For any ordered pair of vertices (u, v), we look at the unique path connecting u to v in the tree. We then ask whether this exact sequence of vertices can also be traversed as a valid path in the graph. If yes, the pair is called good. Every vertex is trivially good with itself because the path from u to u has no edges.
The task is to count how many ordered pairs are good.
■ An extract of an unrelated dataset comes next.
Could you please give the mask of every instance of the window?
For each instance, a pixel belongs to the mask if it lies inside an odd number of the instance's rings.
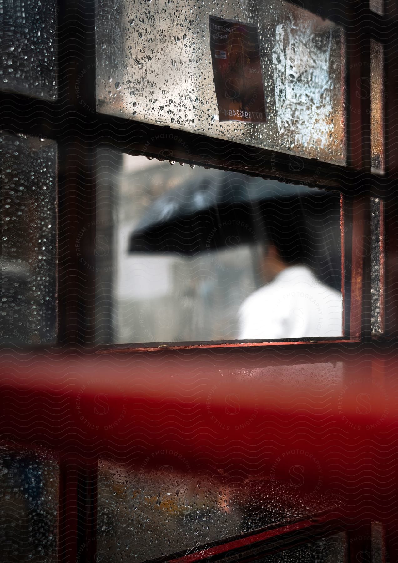
[[[10,560],[396,560],[391,3],[7,3]],[[211,16],[256,28],[233,68]],[[333,323],[253,330],[298,263]]]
The constraints place N and M up to 200,000. This immediately rules out any solution that checks pairs individually or simulates paths per query. Any approach closer to O(N^2) or even O(NM) will be too slow. We should expect something close to linear or linearithmic time, likely O(N + M) or O((N + M) log N).
A subtle point is what “the path in G” means. It does not require uniqueness, only existence. So if the tree path is u → a → b → v, we only need those edges (u, a), (a, b), (b, v) to exist in G; extra edges in G do not matter as long as they do not invalidate the existence of this sequence.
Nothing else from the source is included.